Press release - The distributive trade sector and its impact on euro area prices
Our analysis highlights the current situation in Belgium through a comparison with the past and with the situation in the three principal neighbouring countries (Germany, France and the Netherlands), as well as in the euro area overall. It draws largely on the 2011 Structural Issues Report (SIR), entitled "Structural features of distributive trades and their impact on prices in the euro area", and prepared by a task force of the Eurosystem, in which NBB participated.
At a time of a consolidation and an increasing internationalisation of the distributive trade sector, three major phenomena have been simultaneously altering the structure of euro area trade for several years now: the success of hard discounters, the emergence of private label products, and the growth in online shopping. All three tend to exert downward pressure on price levels. Whereas the first two factors are particularly pronounced in Belgium, online shopping is less of a factor. Furthermore, these trends are not neutral with respect to inflation measurement, because the basket of consumption used for the calculation of the price index needs to reflect the extent of the three phenomena.

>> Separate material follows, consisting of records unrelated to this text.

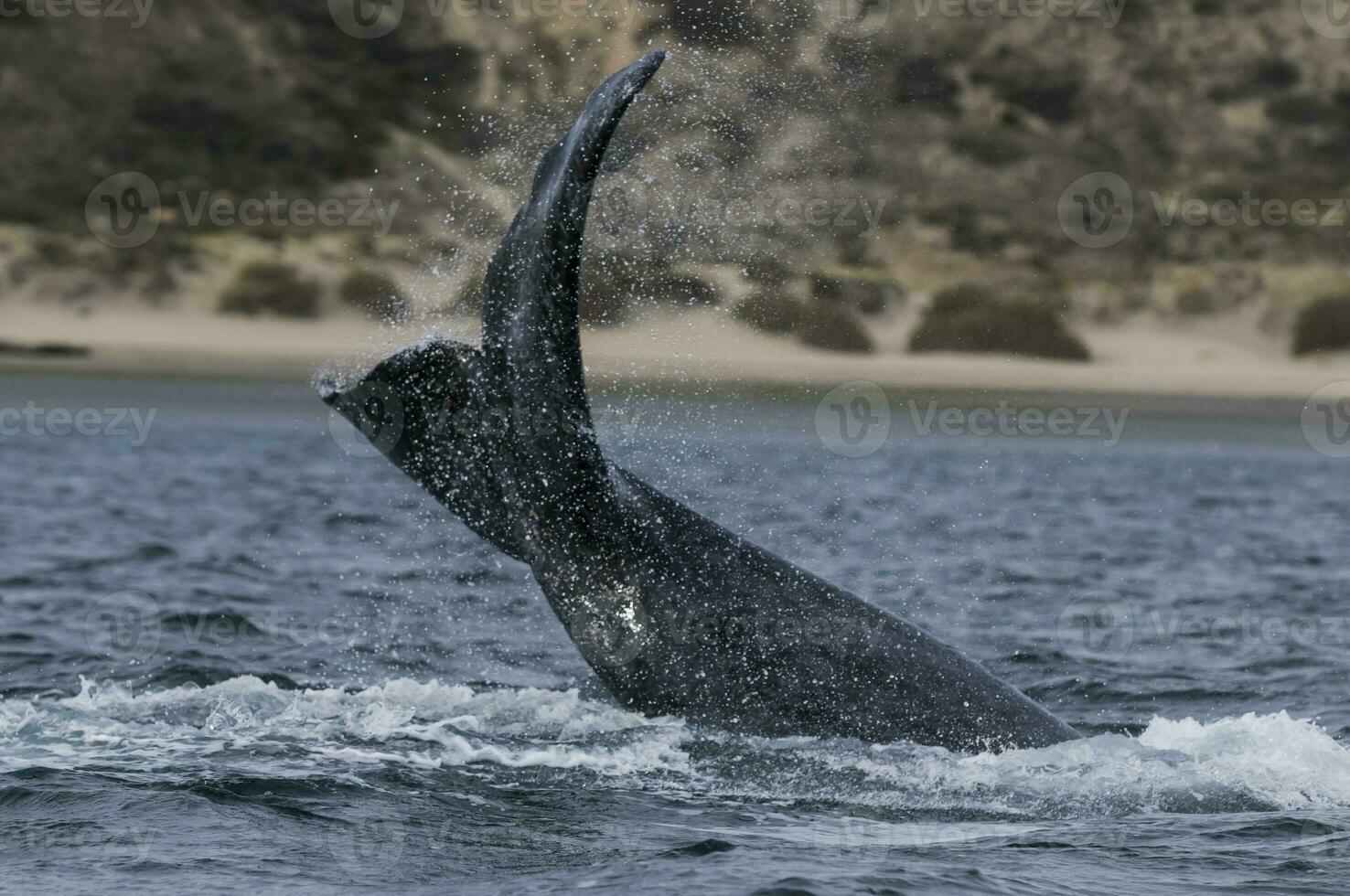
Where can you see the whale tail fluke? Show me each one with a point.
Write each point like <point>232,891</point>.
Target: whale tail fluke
<point>530,323</point>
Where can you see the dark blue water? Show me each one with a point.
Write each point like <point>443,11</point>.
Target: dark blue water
<point>235,658</point>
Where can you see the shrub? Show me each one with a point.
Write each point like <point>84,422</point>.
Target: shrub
<point>373,293</point>
<point>770,312</point>
<point>270,288</point>
<point>1195,303</point>
<point>682,289</point>
<point>970,319</point>
<point>862,289</point>
<point>833,329</point>
<point>767,270</point>
<point>1323,325</point>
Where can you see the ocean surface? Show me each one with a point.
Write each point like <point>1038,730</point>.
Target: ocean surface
<point>238,658</point>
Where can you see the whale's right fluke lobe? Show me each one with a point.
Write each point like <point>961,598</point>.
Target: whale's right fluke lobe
<point>675,614</point>
<point>532,331</point>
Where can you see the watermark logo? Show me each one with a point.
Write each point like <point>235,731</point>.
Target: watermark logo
<point>853,420</point>
<point>1326,420</point>
<point>123,210</point>
<point>366,19</point>
<point>1329,17</point>
<point>1097,210</point>
<point>1097,628</point>
<point>371,421</point>
<point>126,210</point>
<point>124,626</point>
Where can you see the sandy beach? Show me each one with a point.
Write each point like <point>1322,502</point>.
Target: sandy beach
<point>1223,360</point>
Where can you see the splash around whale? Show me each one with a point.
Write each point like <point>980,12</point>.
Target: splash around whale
<point>675,614</point>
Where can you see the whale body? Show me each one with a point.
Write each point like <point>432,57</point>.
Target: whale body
<point>675,614</point>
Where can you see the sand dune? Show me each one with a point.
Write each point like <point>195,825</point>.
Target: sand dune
<point>1222,359</point>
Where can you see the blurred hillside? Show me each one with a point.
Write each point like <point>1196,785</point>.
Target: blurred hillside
<point>936,149</point>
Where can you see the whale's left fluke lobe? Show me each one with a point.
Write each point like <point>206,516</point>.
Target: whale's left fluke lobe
<point>674,613</point>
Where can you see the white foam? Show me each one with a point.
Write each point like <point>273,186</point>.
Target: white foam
<point>1231,764</point>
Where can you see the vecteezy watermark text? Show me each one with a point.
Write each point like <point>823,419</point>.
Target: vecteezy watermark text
<point>855,420</point>
<point>1098,210</point>
<point>1099,628</point>
<point>864,17</point>
<point>111,422</point>
<point>124,210</point>
<point>632,204</point>
<point>135,11</point>
<point>371,19</point>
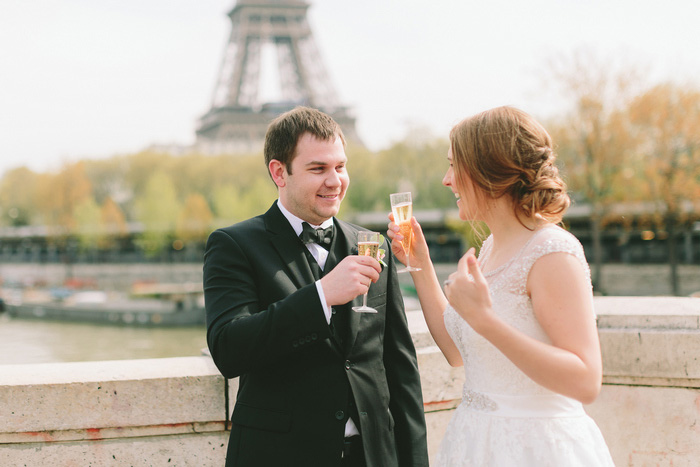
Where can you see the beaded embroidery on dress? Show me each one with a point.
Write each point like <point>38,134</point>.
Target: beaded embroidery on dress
<point>505,418</point>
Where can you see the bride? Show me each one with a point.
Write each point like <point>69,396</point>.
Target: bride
<point>520,317</point>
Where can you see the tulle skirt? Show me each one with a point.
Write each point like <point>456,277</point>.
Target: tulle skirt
<point>529,431</point>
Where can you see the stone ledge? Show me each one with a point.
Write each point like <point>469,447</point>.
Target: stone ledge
<point>89,396</point>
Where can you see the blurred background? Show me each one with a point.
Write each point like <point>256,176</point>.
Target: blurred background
<point>130,130</point>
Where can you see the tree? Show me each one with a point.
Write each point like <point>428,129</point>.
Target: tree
<point>112,224</point>
<point>666,125</point>
<point>87,217</point>
<point>157,209</point>
<point>17,196</point>
<point>592,141</point>
<point>194,220</point>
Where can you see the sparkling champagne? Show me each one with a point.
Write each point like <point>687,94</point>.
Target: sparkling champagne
<point>402,217</point>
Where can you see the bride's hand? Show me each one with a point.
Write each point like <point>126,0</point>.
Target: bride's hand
<point>468,292</point>
<point>419,248</point>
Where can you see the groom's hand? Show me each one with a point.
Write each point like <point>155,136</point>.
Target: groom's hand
<point>350,278</point>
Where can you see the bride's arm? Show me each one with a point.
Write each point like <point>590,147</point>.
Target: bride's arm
<point>561,298</point>
<point>430,295</point>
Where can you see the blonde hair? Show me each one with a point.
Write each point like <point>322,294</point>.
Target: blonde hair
<point>505,151</point>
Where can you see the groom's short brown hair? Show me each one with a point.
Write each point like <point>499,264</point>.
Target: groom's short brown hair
<point>284,132</point>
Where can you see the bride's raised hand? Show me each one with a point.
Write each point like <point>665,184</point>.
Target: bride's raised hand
<point>468,292</point>
<point>420,254</point>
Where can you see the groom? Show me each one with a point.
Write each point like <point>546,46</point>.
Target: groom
<point>320,384</point>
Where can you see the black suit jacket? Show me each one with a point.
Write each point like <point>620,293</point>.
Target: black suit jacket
<point>265,324</point>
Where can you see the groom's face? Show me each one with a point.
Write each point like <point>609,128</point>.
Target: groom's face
<point>318,180</point>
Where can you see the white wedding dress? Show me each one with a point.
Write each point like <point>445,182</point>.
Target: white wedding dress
<point>505,418</point>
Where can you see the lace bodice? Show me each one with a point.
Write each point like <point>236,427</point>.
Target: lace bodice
<point>487,369</point>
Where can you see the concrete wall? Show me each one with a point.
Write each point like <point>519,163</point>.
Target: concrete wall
<point>174,411</point>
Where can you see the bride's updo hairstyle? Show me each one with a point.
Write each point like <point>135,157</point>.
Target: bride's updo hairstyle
<point>504,151</point>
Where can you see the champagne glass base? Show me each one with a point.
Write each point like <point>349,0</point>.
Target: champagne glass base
<point>409,269</point>
<point>364,309</point>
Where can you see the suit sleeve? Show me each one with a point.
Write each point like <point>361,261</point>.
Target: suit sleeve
<point>241,336</point>
<point>403,378</point>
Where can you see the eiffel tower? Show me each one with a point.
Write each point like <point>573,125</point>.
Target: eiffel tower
<point>270,65</point>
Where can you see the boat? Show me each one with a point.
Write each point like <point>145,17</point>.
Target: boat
<point>155,305</point>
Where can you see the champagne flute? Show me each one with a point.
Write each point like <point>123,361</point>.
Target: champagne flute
<point>367,245</point>
<point>402,207</point>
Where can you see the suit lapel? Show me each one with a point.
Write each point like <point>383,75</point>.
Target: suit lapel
<point>288,246</point>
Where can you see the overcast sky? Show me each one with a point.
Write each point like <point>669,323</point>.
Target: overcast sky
<point>87,79</point>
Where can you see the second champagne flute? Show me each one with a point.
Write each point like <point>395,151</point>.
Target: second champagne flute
<point>402,207</point>
<point>367,245</point>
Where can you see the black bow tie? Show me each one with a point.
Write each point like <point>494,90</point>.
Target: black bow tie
<point>323,237</point>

There have been no significant competition anomalies uncovered in the sector in Belgium. In fact, Belgium has a high number of points of sale relative to its population. This is partly a reflection of the important role that small-scale grocers and specialised shops continue to play in the grocery sector in Belgium. These observations are confirmed by concentration measurements at both the local and the national level. And yet, despite improvements in recent years, Belgian regulation of store locations, prices and business hours remains very invasive and could discourage the opening of new points of sale.

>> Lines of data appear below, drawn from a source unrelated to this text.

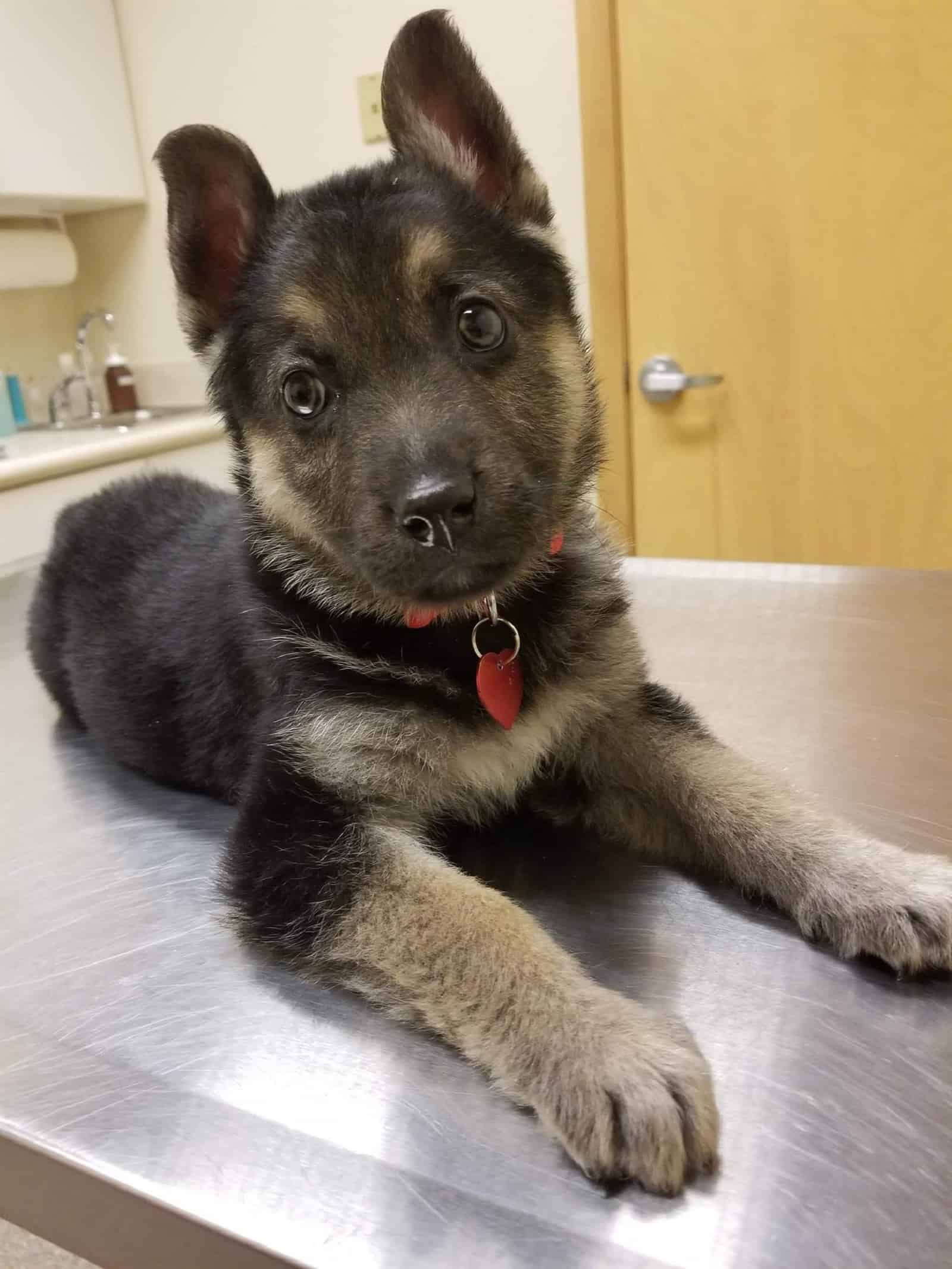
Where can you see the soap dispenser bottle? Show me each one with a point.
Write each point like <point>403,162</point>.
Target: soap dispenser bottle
<point>120,384</point>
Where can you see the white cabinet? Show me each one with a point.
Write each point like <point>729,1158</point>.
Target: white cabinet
<point>29,513</point>
<point>68,140</point>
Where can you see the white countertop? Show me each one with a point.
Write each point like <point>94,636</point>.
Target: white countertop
<point>41,455</point>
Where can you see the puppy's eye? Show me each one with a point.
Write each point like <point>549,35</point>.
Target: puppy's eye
<point>481,327</point>
<point>303,394</point>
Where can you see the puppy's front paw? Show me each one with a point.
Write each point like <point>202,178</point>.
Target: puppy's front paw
<point>627,1094</point>
<point>885,903</point>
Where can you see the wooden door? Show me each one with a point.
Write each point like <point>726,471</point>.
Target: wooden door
<point>786,173</point>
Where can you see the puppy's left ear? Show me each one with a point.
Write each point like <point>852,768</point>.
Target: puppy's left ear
<point>439,108</point>
<point>220,203</point>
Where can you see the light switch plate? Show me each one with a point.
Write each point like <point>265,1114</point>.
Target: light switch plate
<point>371,115</point>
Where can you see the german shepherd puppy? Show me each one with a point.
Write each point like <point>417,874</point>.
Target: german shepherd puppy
<point>416,433</point>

Given the impact of the distributive trade sector’s structural characteristics on price-setting behaviour, as shown by the SIR, and the differences in price levels within each country and between euro area countries, structural reforms are needed to enhance competition and take better advantage of the common market. For Belgium, a simplification/clarification of the multitude of regulations would already be a big step forward, given that what is restricting the development of trade in Belgium is not so much the constraints imposed by the regulations as their complexity.

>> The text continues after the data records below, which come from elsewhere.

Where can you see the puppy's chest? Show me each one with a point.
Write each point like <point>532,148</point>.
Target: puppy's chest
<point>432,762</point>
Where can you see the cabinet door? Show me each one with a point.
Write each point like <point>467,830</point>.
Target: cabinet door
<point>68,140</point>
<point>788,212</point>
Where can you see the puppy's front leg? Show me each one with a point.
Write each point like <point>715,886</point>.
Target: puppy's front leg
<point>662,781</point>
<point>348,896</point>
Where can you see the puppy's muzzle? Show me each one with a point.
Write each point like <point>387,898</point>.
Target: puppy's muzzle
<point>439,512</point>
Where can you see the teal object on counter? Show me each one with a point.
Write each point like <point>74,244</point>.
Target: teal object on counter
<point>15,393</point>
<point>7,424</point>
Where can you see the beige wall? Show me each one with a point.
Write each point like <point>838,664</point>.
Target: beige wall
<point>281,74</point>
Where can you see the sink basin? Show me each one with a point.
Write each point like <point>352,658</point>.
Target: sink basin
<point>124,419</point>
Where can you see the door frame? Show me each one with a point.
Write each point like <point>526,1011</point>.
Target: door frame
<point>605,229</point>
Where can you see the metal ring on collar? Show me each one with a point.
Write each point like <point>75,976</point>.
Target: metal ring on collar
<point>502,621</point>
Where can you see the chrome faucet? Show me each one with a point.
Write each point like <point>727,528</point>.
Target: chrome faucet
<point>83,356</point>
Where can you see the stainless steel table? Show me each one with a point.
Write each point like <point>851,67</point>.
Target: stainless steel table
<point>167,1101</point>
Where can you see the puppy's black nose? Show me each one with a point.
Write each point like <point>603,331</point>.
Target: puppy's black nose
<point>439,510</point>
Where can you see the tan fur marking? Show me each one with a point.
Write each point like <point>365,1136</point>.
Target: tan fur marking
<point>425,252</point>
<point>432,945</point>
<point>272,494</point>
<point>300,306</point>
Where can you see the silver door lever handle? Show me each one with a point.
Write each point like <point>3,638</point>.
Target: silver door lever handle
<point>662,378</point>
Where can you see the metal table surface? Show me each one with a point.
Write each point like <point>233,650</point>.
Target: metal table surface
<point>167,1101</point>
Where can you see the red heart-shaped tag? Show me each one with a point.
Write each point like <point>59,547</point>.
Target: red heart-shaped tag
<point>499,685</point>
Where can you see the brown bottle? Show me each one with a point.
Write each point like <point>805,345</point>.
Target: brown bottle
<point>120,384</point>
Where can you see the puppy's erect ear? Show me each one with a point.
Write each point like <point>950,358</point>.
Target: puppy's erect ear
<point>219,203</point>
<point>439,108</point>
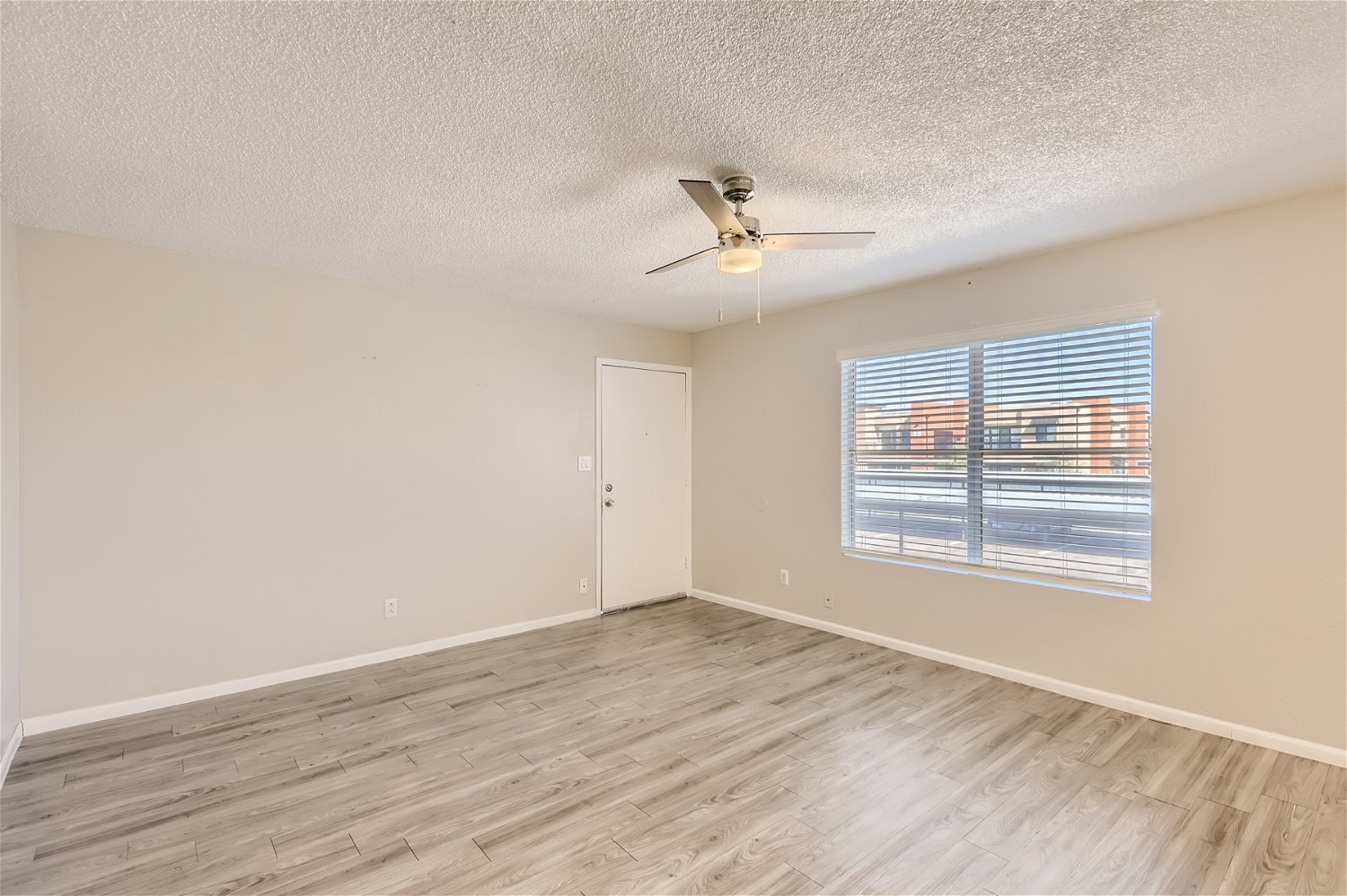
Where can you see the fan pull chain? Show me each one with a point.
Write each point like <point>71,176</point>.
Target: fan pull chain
<point>760,295</point>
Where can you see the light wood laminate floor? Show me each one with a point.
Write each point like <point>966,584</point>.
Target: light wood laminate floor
<point>682,748</point>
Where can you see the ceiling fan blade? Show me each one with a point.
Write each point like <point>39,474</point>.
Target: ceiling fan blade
<point>722,215</point>
<point>816,240</point>
<point>682,261</point>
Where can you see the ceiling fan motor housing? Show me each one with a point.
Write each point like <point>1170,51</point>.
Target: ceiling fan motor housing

While the transition to more competitive markets may result in lower prices, it may also reduce price rigidity and thereby enhance the transmission of cost fluctuations to prices (making them more volatile). Such a change is also likely to lead to more symmetrical price formation. Even though harmonising regulations and eliminating implicit barriers should help lessen differences within the euro area, some differences are unavoidable due to consumer preferences and cultural differences from one country to the next, and even regionally. For example, the success in Belgium of soft discounters and private label products has not been won solely at the expense of specialised shops, suggesting that Belgian consumers still value the services provided by small retailers, even though their prices are higher. Similarly, the spread of discount brands has not caused name brands to disappear, even though price formation appears to be less competitive in this market segment.